On their way from the Vavasour of Brocéliande to the storm-making spring, the knights met a gigantic and hideous churl herding wild bulls in a clearing. The giant was seventeen feet tall, dark-skinned and black-bearded, with a bald forehead more than two spans wide. Hair grew in tufts on the rest of his head; his ears were mossy and elephantine, his brows heavy, his face flat, his chin running into his chest, his eyes owl-like, his nose catlike, his mouth wolf-like, his teeth boar-like, his mustache tangled, his spine humped and twisted, and his clothing the recently flayed hides of two bulls.
Despite his fierce appearance and great club, he seemed ready to answer questions. If not politely, at least fully and peaceably.
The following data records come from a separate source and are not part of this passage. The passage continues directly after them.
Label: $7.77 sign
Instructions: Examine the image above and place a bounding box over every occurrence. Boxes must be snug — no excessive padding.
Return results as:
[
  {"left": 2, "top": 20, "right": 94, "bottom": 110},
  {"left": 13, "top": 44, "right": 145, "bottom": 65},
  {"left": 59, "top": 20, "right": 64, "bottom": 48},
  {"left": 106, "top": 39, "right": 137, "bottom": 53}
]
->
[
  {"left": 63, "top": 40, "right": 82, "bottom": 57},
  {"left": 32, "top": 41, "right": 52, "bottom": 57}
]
He showed himself quite ready to explain how he handled his animals by teaching them to fear his superior strength, and to provide directions to the spring, which he described to the best of his uneducated ability: he called the bubbling of the spring “boiling” although the water was colder than marble; characterized the pine simply as a tree that kept its leaves all year; called the gold basin iron; and did not recognize the material (emerald) from which the slab was made.
D.D.R Owen surmises that this giant was originally a denizen of the Celtic Otherworld; his description of the spring seems to provide a study in how lack of sophistication can magnify the merely marvelous into the totally inexplicable.